Richard Thaler received the Nobel Prize in economics last week, principally by showing that people don’t always behave rationally and, in fact, we are systemically irrational.
Here’s an example: Two friends are given tickets to a basketball game in the Northeast. The night of the game there is a tremendous snowstorm. One friend calls the other and suggests there is no way they are going to the game now, in the snowstorm, and they don’t go. But, he said “You know, if we had paid for those tickets ourselves, we’d be going.”
Studies by Dr. Thaler show that if the friends had paid for the tickets, they would likely driven through the snowstorm because they didn’t want to “lose” their money. Classical economics would say that’s crazy, but it’s true. People pay huge attention to “sunk costs,” often irrationally.
Because of Dr. Thaler and others, we know more about human biases and anomalies that impact our financial decisions. These include compartmentalizing (putting money in mental boxes), mental accounting (thinking differently about money in your pocket versus money in the bank) and the endowment effect (once you own something you value it more than before you owned it).
Dr. Thaler not only helped discover our biases but also identified ways to make irrational behavior work to our advantage. Savings and retirement has always been a big area for him. He applauds the fact that if we compartmentalize (have a “mental box”) for retirement savings we are doing a very good thing. Putting money in a 401(k) plan makes it much “stickier” than other money and it stays there.
In 2004, Dr. Thaler and Shlomo Benartzi published “Save More Tomorrow.” It is based on the idea that instead of asking people to save more now, ask them to save more in the future. We tend to irrationally discount our future commitments. Hence, we tend to put off savings because retirement is so distant, but we will commit to future savings because it is also so distant. Dr. Thaler suggested that people save 50% of every raise. No need to give up anything now. And, this concept would mean that if you save 50%, then the remainder will be left for current spending, without any guilt. Every raise therefore increases both spending and savings- a much more palatable idea than taking away some of our current income to save.
Over the past few decades, most company pension plans have been discontinued and replaced by company sponsored defined contributions plans, where employees needed to make contributions. These voluntary accounts should have worked better. Rational employees were expected to save and invest to meet their long-term goals. But, it didn’t work that way-participation rates early on were very poor. Dr. Thaler was asked about the problem and his response was that workers can be their own worst enemies- “without help, they’ll never retire.”

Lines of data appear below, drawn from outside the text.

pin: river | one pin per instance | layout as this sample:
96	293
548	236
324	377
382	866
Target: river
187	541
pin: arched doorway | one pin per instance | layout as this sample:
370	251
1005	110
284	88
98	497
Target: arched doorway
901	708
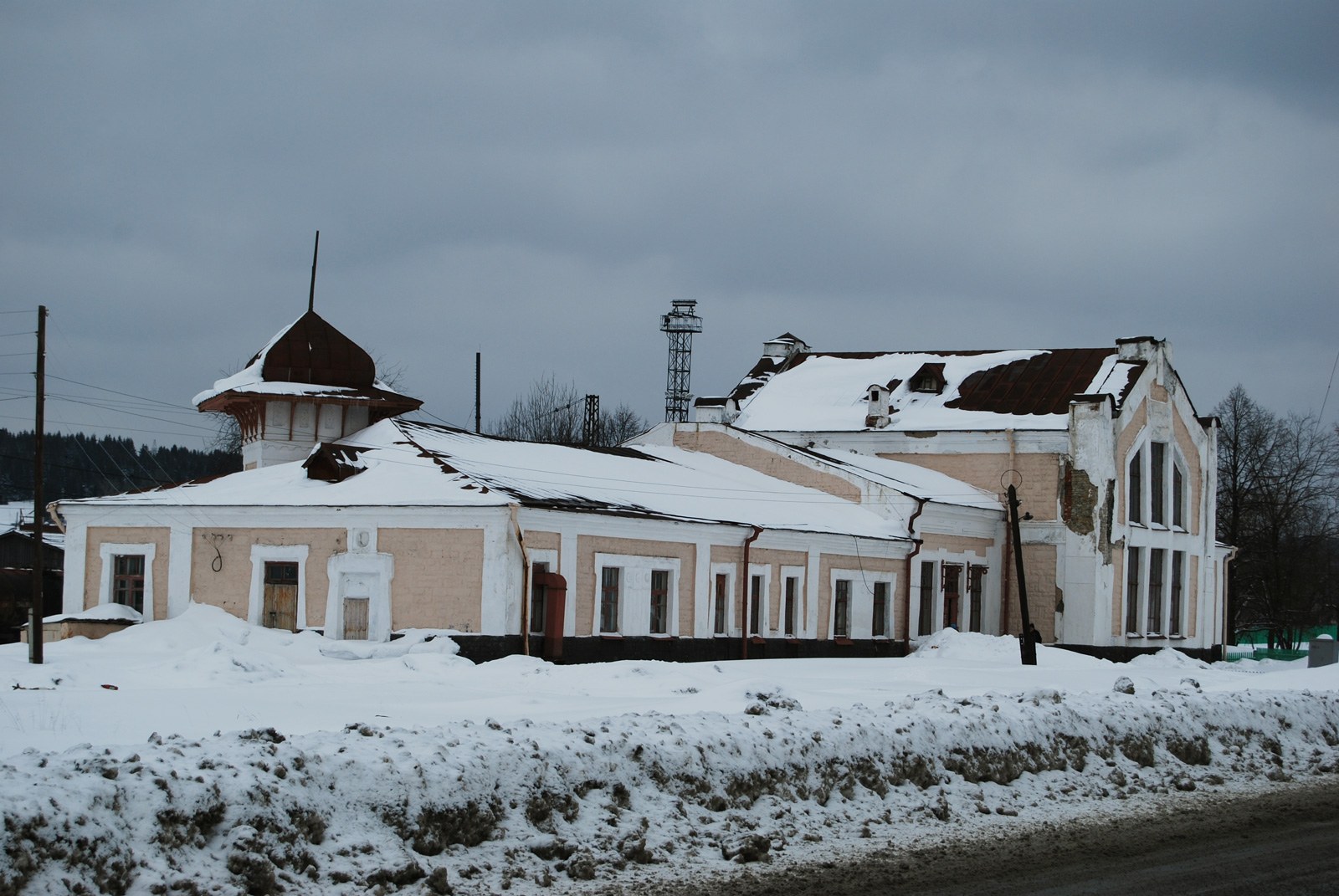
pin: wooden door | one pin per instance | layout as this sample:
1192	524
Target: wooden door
355	617
279	608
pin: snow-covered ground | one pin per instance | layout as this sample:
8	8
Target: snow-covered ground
201	755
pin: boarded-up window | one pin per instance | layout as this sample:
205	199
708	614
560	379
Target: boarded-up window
1131	591
127	583
754	604
879	624
1177	496
659	602
1136	488
927	602
1177	580
279	607
1157	477
1156	560
609	599
792	603
539	595
952	593
975	586
722	607
355	617
841	608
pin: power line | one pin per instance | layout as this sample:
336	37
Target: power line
104	389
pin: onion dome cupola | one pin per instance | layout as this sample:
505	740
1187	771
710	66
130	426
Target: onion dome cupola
310	385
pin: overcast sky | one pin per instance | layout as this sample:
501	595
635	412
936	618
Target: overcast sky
539	181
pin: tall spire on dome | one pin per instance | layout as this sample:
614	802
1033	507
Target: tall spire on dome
311	294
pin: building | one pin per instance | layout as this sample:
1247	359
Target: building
832	504
695	543
1115	468
17	556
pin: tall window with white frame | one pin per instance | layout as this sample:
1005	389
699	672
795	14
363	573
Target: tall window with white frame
721	612
127	580
926	621
1177	496
539	597
1177	584
756	604
609	601
1136	488
1131	591
879	624
792	606
841	608
975	586
659	602
952	593
1157	556
1157	483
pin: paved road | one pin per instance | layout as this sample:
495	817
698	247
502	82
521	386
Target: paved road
1283	842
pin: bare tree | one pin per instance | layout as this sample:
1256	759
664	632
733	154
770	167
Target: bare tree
1279	505
622	425
551	412
555	412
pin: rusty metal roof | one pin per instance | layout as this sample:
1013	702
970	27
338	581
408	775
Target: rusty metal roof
312	351
1042	385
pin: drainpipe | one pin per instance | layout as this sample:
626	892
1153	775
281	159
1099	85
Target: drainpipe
1008	545
526	581
907	610
745	593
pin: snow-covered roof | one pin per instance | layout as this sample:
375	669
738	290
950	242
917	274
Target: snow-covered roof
18	519
399	463
968	390
308	358
914	479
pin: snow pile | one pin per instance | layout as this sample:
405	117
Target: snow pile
345	768
102	612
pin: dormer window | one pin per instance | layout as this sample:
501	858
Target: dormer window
930	379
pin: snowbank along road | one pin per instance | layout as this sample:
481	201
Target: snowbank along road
240	760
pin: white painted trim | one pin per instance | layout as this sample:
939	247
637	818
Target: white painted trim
109	550
635	593
378	570
180	544
801	602
863	602
549	557
761	571
730	571
276	553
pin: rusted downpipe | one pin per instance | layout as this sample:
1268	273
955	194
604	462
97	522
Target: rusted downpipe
1008	544
526	581
907	607
745	584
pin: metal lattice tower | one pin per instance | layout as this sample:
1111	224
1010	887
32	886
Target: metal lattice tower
680	325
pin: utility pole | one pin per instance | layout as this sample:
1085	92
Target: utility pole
1028	646
35	610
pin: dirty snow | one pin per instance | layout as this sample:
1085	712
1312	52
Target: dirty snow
201	755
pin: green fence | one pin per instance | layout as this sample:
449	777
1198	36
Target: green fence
1263	653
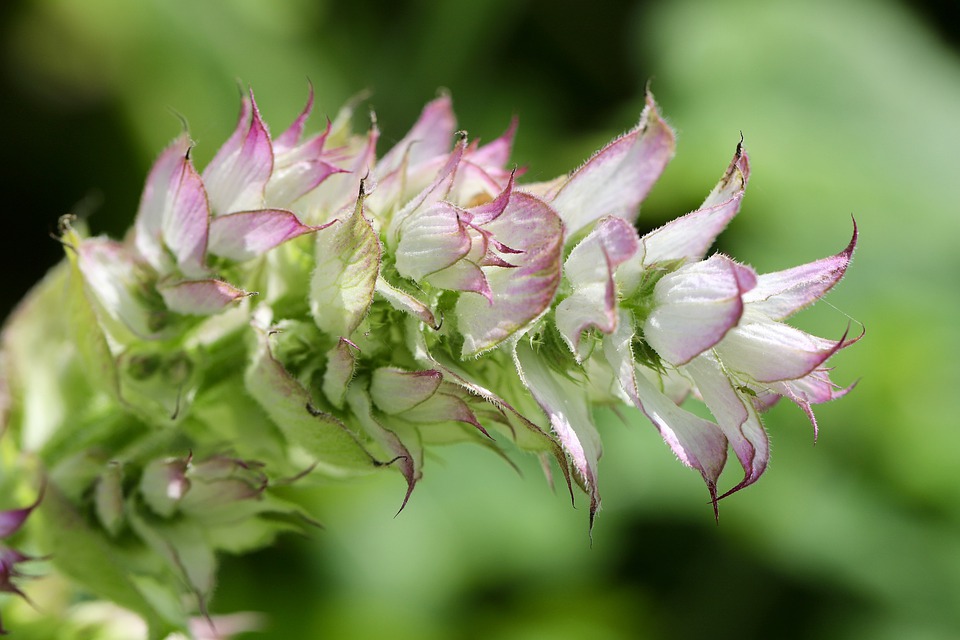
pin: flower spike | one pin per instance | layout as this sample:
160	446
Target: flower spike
310	307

His solution: “Nudge” them into joining company retirement plans, using a concept known as automatic enrollment. Rather than waiting for employees to complete paperwork, companies would automatically enroll them and workers, if they don’t want to be in, can opt out.
Last year, 58% of companies were automatically signing up workers. That’s up from 8% in 2000. And some companies are automatically escalating the contributions or giving the employees the option to do so. Thaler and Benartzi’s research shows, as compared to 2011 data, 15 to 16 million more people are saving. Assuming an average contribution of $2,000 a year, that’s $30 billion a year in additional contributions.
Dr. Thaler, with his colleague Hersh Shiffrin, suggested that our mental accounting of money is often a battle in our brains between the “doer” (focused on short-term rewards) and the “planner” (focused on the long-term.) How choices are presented to us (“the choice architecture”) makes a big difference in our decision. Making enrollment in the 401(k) occur by default and requiring a worker to “opt out” will likely put the “planner” in control, not the “doer.”
One of our key jobs and challenges at DWM is to assist our clients by framing questions and choices in the appropriate way. Like Dr. Thaler, we understand that wealth, health and happiness decisions are not always rational yet we do our best to find a way to “nudge” both your doer and planner parts of your brain in order to help protect and grow your assets and your legacy. We haven’t made a $30 billion impact yet, but we’re passionately working on it every day.